O medicamento foi avaliado em estudos fisiológicos especializados para doentes com hipersecreção ácida grave, uma condição por vezes encontrada em cuidados críticos. É oficialmente utilizado para proporcionar uma supressão ácida eficaz em situações clínicas onde a via oral não está disponível, o que ocorre comummente em ambiente de cuidados críticos.


P: Se um doente estiver num ventilador, pode ainda assim receber Ranitidina Injetável?

Sim, porque o medicamento é administrado por via parentérica (intravenosa ou intramuscular), este ignora inteiramente o sistema digestivo. Esta via de entrega é uma opção documentada para utilização em doentes que não conseguem tomar medicação oral, como aqueles que recebem suporte respiratório num ventilador.

Como Ranitidine Injection deve ser armazenado e descartado?

Como Conservar e Eliminar a Ranitidina Injetável

A Ranitidina Injetável deve ser conservada e manuseada de acordo com requisitos regulamentares específicos para assegurar a manutenção da sua integridade.

Requisitos de Conservação

Conserve a solução injetável a uma temperatura ambiente controlada, tipicamente entre os 20 °C e os 25 °C. O produto deve ser protegido da luz e não deve ser congelado.
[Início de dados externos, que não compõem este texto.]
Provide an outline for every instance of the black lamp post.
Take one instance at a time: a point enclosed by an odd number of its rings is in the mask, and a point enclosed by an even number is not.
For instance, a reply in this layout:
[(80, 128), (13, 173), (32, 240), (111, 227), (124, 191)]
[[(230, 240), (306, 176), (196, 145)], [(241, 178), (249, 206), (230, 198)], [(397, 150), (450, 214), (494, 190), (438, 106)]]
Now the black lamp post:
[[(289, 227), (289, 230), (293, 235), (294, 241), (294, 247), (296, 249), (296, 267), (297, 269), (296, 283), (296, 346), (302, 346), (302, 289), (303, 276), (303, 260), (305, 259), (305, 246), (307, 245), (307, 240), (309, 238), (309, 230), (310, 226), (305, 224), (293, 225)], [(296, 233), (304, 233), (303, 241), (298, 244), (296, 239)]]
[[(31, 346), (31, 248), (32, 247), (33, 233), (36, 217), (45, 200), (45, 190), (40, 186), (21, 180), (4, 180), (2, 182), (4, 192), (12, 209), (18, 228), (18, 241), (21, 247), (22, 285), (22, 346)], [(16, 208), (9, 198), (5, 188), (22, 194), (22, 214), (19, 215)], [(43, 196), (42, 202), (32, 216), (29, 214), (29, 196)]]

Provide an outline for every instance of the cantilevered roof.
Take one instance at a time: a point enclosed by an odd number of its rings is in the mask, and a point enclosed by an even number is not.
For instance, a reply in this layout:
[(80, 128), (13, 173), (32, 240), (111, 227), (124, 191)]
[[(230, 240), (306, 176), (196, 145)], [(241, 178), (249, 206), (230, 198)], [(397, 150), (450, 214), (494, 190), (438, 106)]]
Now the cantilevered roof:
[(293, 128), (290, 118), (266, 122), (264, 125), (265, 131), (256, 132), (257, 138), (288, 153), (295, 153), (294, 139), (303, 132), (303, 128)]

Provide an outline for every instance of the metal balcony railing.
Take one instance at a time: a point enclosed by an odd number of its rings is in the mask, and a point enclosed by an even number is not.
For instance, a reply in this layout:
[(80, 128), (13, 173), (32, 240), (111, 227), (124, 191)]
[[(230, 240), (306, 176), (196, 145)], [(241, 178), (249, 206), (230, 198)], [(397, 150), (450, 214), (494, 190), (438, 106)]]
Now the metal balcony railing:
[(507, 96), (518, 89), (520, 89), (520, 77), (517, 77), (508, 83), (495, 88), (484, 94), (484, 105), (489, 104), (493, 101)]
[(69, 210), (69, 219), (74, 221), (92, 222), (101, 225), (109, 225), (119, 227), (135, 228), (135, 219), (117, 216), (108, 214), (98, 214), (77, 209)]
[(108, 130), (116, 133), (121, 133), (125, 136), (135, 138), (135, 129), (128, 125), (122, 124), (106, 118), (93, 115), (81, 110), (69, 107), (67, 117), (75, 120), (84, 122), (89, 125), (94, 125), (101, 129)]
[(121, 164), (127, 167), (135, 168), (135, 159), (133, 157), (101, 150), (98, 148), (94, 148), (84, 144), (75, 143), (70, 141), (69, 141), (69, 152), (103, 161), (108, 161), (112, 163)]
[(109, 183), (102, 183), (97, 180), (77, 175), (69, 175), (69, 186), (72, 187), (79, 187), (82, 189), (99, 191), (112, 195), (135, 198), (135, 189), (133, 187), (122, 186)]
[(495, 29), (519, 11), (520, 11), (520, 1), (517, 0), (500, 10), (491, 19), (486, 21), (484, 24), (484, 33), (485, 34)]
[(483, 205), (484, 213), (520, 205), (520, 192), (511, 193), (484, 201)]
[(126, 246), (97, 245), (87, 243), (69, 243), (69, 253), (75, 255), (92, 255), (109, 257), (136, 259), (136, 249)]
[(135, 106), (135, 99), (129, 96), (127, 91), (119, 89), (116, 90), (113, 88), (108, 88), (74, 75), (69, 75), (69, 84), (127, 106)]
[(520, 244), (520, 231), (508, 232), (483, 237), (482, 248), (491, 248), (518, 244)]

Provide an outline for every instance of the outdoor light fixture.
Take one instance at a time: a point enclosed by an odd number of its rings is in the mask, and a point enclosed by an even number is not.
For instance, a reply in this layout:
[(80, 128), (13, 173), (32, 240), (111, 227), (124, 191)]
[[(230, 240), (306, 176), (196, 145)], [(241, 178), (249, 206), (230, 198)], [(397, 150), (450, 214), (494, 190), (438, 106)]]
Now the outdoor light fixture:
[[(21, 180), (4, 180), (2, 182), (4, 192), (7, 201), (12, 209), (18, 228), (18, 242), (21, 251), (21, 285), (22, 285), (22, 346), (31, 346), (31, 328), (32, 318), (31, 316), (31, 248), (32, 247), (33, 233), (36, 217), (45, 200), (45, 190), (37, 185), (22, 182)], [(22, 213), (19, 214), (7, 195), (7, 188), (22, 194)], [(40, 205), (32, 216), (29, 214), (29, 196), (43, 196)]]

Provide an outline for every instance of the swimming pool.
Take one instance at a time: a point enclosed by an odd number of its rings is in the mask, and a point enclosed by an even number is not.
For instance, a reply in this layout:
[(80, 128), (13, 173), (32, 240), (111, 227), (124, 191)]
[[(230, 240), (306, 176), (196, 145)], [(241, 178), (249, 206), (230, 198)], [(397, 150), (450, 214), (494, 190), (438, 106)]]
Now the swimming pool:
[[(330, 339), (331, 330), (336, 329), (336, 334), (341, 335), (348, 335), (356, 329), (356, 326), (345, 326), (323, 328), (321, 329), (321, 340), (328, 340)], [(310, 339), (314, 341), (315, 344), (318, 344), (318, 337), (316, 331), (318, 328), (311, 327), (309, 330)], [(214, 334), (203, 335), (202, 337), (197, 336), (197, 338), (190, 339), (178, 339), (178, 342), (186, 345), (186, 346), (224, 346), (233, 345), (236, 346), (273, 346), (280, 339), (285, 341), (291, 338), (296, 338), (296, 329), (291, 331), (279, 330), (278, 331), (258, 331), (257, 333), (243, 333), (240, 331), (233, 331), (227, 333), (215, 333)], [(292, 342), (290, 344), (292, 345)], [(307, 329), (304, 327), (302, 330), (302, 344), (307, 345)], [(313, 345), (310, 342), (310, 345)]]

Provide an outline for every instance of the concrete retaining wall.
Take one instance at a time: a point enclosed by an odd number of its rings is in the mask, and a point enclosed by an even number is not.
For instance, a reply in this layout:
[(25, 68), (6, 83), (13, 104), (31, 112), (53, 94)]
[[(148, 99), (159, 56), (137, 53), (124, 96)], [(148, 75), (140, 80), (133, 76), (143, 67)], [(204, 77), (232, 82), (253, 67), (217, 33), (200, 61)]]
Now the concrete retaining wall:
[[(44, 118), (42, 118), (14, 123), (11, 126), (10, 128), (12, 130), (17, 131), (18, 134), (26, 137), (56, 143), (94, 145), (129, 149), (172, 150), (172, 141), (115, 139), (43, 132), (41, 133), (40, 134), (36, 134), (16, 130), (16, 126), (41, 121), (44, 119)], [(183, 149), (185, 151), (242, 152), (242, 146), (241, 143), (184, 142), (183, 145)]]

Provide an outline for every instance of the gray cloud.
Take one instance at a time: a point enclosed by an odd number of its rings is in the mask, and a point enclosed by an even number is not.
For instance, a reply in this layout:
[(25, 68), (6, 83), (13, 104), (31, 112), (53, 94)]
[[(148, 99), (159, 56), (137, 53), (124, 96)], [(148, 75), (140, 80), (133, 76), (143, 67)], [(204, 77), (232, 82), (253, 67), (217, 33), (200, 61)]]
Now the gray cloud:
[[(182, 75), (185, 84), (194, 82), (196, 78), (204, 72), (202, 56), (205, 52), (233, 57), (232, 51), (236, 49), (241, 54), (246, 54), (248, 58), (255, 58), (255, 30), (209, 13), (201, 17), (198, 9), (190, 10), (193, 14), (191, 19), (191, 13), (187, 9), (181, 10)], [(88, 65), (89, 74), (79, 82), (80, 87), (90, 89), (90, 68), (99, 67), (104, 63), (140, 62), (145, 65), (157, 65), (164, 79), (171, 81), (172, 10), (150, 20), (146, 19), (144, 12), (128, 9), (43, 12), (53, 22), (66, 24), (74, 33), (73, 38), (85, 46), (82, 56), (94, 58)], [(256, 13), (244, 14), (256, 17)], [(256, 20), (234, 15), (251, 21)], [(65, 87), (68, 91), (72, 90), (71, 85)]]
Estabilidade após diluição: Quando misturada com soluções intravenosas padrão (por exemplo, Cloreto de Sódio a 0,9%), a solução preparada permanece estável por um período de até 48 horas à temperatura ambiente. Quando misturada com soluções de Nutrição Parentérica Total (NPT), o limite de estabilidade é de 24 horas.

Segurança: Mantenha todo o produto não utilizado fora do alcance e da vista das crianças.

Instruções de Eliminação

A Ranitidina Injetável não utilizada, fora do prazo de validade ou indesejada deve ser eliminada de acordo com os regulamentos locais e os procedimentos de resíduos farmacêuticos estabelecidos. Não deve eliminar este medicamento através da canalização (sanita ou lavatório), nem colocá-lo no lixo doméstico comum.

Atenção! Sempre consulte um médico ou farmacêutico antes de usar pílulas ou medicamentos.